How does the pandemic affect international financial markets and how should you trade in the current age of uncertainty? These are not the only questions that we will try to answer in this article. Read this piece to learn how you could possibly adjust your trading techniques to the coronavirus epidemic.
What’s going on?
Coronavirus has affected the global financial markets in several ways. It is hard to tell now, when the epidemic is not yet over, to what extent, but it definitely did. The S&P 500 has lost over a third of its value between February 19 and March 23. Dow Jones Industrial Average has lost even more (up to 36%) over the same period of time. Although back to growth, both metrics indicate a disruption of tremendous scale in the global economy, not seen in the last 5 years. More than that, economic consequences of the world’s latest pandemic may not be limited to that. There could be yet undiscovered or delayed effects that will be brought to light later.
Despite the recent recovery there is still a chance for a full-fledged financial crisis to be triggered by the economic slowdown in China, the United States and Europe. It is quite likely that the global GDP in the current year will take a hit.
What to expect?
According to Roland Berger, an independent European consulting agency, the ‘Fast Recovery’ scenario is out of the question already. Their specialists also believe that the disruption will last from 4 to 12 weeks. China is further along the coronavirus curve, its economy is back on track (at least, according to the Chinese government itself). Europe and the United States, on the other hand, are yet to fully understand the effects of COVID-19. Their recovery will take some time.
Certain industries will be hit even more than the economy in general. Airlines, tourism and retail (excluding FMCG) will take the beating. The same applies to the automotive, logistics and oil/gas industries. Financial services, on the contrary, will be much less affected. Still, the consequences of the pandemic will be felt by all industries to a certain extent. It will definitely take the global economy some time to get back on track.
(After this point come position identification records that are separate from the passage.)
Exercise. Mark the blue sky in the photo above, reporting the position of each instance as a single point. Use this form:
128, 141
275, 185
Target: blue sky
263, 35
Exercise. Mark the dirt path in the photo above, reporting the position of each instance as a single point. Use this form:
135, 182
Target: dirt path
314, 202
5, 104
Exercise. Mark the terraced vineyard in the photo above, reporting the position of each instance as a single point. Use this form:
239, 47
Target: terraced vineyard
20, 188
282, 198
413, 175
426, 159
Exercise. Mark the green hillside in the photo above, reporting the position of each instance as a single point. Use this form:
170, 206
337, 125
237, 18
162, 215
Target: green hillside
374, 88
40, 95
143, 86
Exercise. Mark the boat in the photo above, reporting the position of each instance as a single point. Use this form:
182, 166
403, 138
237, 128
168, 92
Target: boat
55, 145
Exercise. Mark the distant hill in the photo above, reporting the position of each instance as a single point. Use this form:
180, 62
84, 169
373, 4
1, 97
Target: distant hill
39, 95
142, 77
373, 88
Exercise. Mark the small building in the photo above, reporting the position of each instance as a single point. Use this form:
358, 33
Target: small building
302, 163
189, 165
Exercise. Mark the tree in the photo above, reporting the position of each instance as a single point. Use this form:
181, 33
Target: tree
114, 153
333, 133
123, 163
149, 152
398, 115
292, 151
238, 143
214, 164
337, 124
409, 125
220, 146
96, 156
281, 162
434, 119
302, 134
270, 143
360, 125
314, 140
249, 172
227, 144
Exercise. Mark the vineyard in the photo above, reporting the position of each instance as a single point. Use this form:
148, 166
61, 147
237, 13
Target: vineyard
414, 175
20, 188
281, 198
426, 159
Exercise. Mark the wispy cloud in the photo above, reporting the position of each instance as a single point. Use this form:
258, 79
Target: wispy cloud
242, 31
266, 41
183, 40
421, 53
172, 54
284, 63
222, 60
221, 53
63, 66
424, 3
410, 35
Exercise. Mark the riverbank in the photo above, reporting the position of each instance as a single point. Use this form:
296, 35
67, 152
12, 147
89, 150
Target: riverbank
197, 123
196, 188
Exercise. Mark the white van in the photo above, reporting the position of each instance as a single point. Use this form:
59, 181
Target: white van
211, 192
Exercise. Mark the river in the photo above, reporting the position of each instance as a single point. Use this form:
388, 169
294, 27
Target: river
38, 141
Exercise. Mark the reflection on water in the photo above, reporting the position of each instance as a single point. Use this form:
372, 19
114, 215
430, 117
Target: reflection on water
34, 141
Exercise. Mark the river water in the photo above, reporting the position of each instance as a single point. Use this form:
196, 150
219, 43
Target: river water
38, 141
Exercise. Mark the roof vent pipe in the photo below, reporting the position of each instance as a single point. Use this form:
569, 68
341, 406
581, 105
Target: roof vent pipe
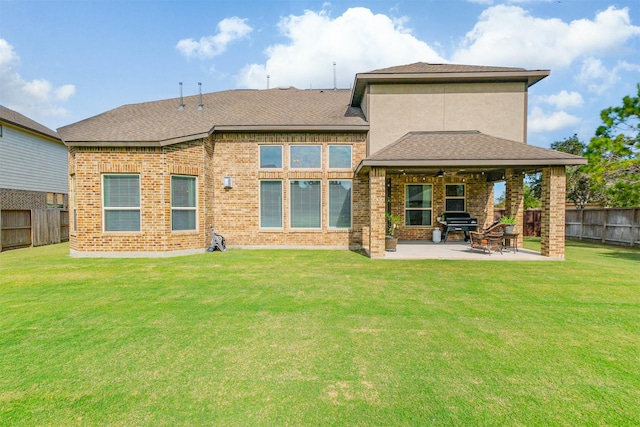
335, 86
181, 107
200, 106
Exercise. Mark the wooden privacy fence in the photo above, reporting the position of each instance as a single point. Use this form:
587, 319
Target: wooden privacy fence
37, 227
618, 226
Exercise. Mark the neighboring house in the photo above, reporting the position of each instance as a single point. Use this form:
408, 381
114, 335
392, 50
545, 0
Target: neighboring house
33, 174
310, 168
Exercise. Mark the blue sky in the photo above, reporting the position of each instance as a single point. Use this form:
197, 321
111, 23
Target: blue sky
64, 61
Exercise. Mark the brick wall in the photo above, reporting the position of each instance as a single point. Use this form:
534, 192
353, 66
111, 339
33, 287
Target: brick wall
236, 211
553, 211
233, 212
514, 201
155, 166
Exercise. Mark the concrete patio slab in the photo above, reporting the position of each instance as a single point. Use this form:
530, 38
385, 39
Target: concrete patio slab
423, 249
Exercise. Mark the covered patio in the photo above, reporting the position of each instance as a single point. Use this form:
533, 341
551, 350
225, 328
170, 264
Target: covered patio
469, 162
458, 250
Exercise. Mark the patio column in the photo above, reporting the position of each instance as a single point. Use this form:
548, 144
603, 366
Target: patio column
514, 200
377, 182
553, 211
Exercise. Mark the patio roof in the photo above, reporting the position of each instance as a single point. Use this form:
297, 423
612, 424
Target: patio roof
468, 149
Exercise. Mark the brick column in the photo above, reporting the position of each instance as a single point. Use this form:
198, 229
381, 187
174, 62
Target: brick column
514, 200
377, 180
553, 211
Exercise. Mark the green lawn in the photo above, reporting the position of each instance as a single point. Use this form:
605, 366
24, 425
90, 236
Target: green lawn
283, 337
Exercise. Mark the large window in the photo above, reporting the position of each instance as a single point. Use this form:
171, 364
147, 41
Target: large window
271, 204
271, 156
183, 203
340, 204
340, 156
305, 156
454, 200
418, 204
305, 204
121, 207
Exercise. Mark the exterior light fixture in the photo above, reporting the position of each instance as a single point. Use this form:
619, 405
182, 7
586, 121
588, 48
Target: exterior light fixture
227, 182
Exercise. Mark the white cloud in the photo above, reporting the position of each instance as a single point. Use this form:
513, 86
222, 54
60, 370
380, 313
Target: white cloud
36, 99
509, 35
598, 78
229, 30
357, 41
539, 121
562, 99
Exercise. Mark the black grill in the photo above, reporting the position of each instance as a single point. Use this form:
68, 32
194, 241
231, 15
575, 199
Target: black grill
458, 221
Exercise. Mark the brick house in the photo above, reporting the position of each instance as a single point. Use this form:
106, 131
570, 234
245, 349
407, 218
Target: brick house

Roland Berger specialists also believe that in the worst-case scenario the epidemic will trigger a global crisis. In this case, the GDP will demonstrate 0.3% growth in China in 2020 and shrink by 9.3% in Europe and 10.4% in the United States. No matter what scenario will hold true, it is a trader’s obligation to be prepared for whatever is coming.
How to adjust your strategy?
Now, when you know that the coronavirus outbreak is affecting the global economy in several ways, how could you possibly adjust your trading strategy? As a trader, you should know how to manage your trading capital and speculate on the volatility.
It is worth remembering that the markets are much more sensitive to the negative news right now. Any sign of poor financial performance can alter the investors and send the asset into the dive.
Here is what you may do while trading CFDs on stocks during the pandemic:
- Closely follow all news, associated with a particular company. Now, when the level of uncertainty is particularly high, all negative announcements can be detrimental to the stock price. For certain sectors, mass layoffs and negative growth can be expected.
- You may watch out for companies with strong fundamentals and a falling price as they have the potential for a recovery.
- You may consider opening short positions for companies that you know will depreciate in price.
- You may closely follow all news, associated with a particular country. Growing COVID-19 presence can negatively affect the exchange rate of national currencies of affected countries, not necessarily due to its demographic consequences but rather through the means of economic stagnation.
- You might consider trading currencies of countries, not affected by the epidemic.
No matter what trading technique you use and how you adjust it to the recent events, it is important to comply with basic risk management rules. For example, you may avoid allocating more than 2% of your trading capital.
It is also important to keep your emotions in check. Do not forget the principles postulated by Benjamin Graham in his book “The Intelligent Investor”. According to these principles, the intelligent investor doesn’t rush to sell during the crisis and hesitates to buy during the boom. What we see now is a clear example of the former — a lot of people panic-sell their assets, which is a suboptimal strategy during the downturn. In accordance with the “buy low, sell high” principle, a downturn might be a good opportunity for investors to buy the assets of their choice with a discount. This is something worth remembering when opening deals on the platform.
NOTE: This article is not an investment advice. Any references to historical price movements or levels is informational and based on external analysis and we do not warranty that any such movements or levels are likely to reoccur in the future.